In order to discuss rebranding we need to first define ‘brand’.
Put simply, a brand is how a business differentiates itself from all other businesses, especially its competitors. The brand is its personality; and the way that personality is perceived may differ between stakeholders – the general public, customers, staff, media, shareholders, etc.
According to Wikipedia, a brand is “a collection of images and ideas representing an economic producer; more specifically, it refers to the descriptive verbal attributes and concrete symbols such as a name, logo, slogan, and design scheme that convey the essence of a company, product or service. Brand recognition and other reactions are created by the accumulation of experiences with the specific product or service, both directly relating to its use, and through the influence of advertising, design and media commentary”.
When a business goes through a rebranding process it is changing its identity – its personality – and therefore the way it wants stakeholders to perceive it. This may involve significant changes to areas including logo, tagline, jingle and business name, along with its marketing and public relations strategies.
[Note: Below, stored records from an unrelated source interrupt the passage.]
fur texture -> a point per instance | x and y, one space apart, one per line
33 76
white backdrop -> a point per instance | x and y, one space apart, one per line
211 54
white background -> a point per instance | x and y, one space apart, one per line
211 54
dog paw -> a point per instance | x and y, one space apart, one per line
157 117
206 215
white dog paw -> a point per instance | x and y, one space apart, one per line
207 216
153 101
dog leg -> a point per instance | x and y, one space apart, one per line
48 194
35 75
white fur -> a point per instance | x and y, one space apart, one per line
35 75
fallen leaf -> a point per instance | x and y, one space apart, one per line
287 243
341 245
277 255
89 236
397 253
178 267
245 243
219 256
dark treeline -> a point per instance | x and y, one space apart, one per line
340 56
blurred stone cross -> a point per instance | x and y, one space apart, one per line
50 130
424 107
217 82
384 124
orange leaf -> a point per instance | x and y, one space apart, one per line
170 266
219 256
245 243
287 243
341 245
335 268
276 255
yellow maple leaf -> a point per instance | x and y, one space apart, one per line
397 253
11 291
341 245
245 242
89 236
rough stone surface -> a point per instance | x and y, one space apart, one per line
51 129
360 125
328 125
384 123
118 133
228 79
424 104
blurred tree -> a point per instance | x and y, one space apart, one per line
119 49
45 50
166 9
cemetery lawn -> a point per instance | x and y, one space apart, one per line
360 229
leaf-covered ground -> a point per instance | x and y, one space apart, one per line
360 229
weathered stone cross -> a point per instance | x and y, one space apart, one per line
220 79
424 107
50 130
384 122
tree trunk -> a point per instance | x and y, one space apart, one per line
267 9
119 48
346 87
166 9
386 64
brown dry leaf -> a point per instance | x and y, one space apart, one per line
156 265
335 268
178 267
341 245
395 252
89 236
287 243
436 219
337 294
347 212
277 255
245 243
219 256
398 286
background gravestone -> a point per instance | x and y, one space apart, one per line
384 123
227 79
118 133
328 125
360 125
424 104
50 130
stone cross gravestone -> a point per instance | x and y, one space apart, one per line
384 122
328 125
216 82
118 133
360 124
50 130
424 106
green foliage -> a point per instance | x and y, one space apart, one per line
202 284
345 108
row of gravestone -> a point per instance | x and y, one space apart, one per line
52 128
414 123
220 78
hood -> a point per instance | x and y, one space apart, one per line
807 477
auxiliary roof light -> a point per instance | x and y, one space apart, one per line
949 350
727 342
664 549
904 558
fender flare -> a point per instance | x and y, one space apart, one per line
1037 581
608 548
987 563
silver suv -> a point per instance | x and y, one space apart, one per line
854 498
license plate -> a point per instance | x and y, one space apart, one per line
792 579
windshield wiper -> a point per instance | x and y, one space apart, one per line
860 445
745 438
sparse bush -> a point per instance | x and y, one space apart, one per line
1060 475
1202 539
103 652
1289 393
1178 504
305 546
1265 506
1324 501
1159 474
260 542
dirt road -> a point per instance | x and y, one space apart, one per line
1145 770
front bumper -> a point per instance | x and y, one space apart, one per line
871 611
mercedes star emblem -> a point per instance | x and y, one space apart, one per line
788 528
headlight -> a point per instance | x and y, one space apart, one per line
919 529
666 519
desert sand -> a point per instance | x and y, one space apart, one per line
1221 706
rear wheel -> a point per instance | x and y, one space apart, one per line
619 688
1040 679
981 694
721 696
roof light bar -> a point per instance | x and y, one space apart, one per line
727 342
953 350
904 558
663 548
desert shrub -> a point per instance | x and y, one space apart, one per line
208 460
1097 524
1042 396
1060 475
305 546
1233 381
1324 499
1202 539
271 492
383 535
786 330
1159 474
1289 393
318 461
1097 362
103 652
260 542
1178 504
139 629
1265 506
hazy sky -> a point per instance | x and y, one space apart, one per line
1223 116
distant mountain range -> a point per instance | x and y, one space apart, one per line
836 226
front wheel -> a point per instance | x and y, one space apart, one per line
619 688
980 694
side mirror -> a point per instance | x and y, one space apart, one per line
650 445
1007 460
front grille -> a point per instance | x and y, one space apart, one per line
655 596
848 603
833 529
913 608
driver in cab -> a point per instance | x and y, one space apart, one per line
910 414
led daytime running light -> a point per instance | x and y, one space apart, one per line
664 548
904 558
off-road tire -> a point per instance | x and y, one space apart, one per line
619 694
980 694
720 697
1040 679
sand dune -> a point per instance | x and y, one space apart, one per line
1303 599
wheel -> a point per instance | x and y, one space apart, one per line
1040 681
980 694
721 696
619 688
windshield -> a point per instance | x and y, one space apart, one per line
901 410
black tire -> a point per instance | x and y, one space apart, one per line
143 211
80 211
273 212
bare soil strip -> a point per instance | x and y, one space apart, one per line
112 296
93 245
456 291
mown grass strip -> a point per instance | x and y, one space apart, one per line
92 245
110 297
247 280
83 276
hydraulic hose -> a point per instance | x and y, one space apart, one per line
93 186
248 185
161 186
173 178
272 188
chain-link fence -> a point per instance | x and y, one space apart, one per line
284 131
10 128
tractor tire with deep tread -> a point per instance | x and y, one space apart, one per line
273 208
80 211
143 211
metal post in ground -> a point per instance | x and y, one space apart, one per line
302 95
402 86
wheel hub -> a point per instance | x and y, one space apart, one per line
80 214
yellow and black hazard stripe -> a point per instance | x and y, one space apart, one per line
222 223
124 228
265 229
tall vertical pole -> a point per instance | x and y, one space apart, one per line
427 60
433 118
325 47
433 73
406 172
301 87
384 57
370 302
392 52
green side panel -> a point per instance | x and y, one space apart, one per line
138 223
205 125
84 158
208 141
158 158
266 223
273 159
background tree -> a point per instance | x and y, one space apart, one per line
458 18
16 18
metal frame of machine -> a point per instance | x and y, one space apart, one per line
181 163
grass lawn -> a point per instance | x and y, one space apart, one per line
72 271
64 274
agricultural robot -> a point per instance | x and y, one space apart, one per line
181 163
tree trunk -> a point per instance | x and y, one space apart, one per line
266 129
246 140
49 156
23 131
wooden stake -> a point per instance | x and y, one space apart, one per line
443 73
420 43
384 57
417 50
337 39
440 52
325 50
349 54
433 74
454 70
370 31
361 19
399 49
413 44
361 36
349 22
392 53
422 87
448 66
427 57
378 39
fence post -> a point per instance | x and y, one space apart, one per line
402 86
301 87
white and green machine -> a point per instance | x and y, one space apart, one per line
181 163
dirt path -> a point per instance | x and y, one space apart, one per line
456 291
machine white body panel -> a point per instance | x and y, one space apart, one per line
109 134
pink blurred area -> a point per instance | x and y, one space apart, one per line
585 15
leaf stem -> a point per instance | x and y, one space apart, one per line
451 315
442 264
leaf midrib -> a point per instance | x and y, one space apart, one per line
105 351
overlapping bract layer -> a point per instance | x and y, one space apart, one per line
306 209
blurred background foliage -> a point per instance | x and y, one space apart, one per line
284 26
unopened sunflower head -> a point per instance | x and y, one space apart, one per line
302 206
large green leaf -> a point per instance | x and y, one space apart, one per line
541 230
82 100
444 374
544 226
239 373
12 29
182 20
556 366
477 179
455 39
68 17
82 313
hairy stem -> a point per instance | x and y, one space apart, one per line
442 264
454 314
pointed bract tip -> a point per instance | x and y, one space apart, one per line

Following a successful brand re-fresh in 2009 with the new tagline ‘Let’s make the right move’ Mortgage Choice shares these key points for businesses considering rebranding:
1. Ask why you are doing it.
Are you planning to rebrand for necessity or to stroke your own or someone else’s ego? Is it really what your stakeholders need from your business? Examples of positive reasons include: rebranding to reposition a company to take advantage of changing market conditions or because a business has stagnated and it is a way of kick-starting a brand.
2. Review what you are saying about yourselves as a business.
his needs to be reflective of the consumer experience: what franchisees offer is the ability to put consumers in a position to make clearer, well informed choices
3. Perform a comprehensive audit of all the factors that make up your brand.
It is more than the collateral, more than the physical attributes, more than your logo, your colours and your posters, TV or outdoor ads. Wyatt describes a brand as ‘the movie that plays in someone’s head whenever your brand name is mentioned’.
4. Include a review of your corporate culture.
It is about creating perceptions and about what all your stakeholders feel are the promises you make to them.
5. Be very clear about why you are doing it and what you are trying to achieve.
Rebranding can often be a costly exercise and you do not want to unnecessarily spend time, money, resources and effort on a strategy that is not fully thought out. Work out the strengths, opportunities, weaknesses and threats involved before going ahead.
6. Allow plenty of opportunity for people in the business to express their concerns about a rebranding strategy.
Discuss the whys, wheres and hows with everyone whose role is affected by the new direction and make time for follow up programs, to review timelines, etc.
7. Sell your rebranding strategy to all internal stakeholders in a way they need to hear it.
Make sure everyone involved in the business is aware of the new brand push, from the lowest ‘rung’ of staff to the managing director. Communicate it in a way that is suited to your audience i.e. webcasts, emails, phone calls, word documents, staff meetings, management conferences, state conferences, etc.
8. Ensure all brand deliverers are enthusiastic and engaged believers.
Particularly for service-based businesses, there is a real need to realise the brand is about the people delivering on a brand’s promises. Hence, there is a strong need for high engagement from all the internal stakeholders who communicate the brand, whether deliberately or unintentionally i.e. staff, franchisees, etc.
9. Use various forms of communication to communicate to external stakeholders.
The rebranding strategy needs to be filtered throughout all the avenues the business uses to send messages externally. Consider revamping areas such as the call centre contact method, print/radio/TV/online media coverage (advertising and editorial), consumer website and referral marketing materials.
10. Keep it going. Staying true to the desired brand is an ongoing effort.
Constantly reassess your business activities and plans to ensure you are continuing to reinforce the business’s personality… that movie in your stakeholders’ minds when they think of your brand.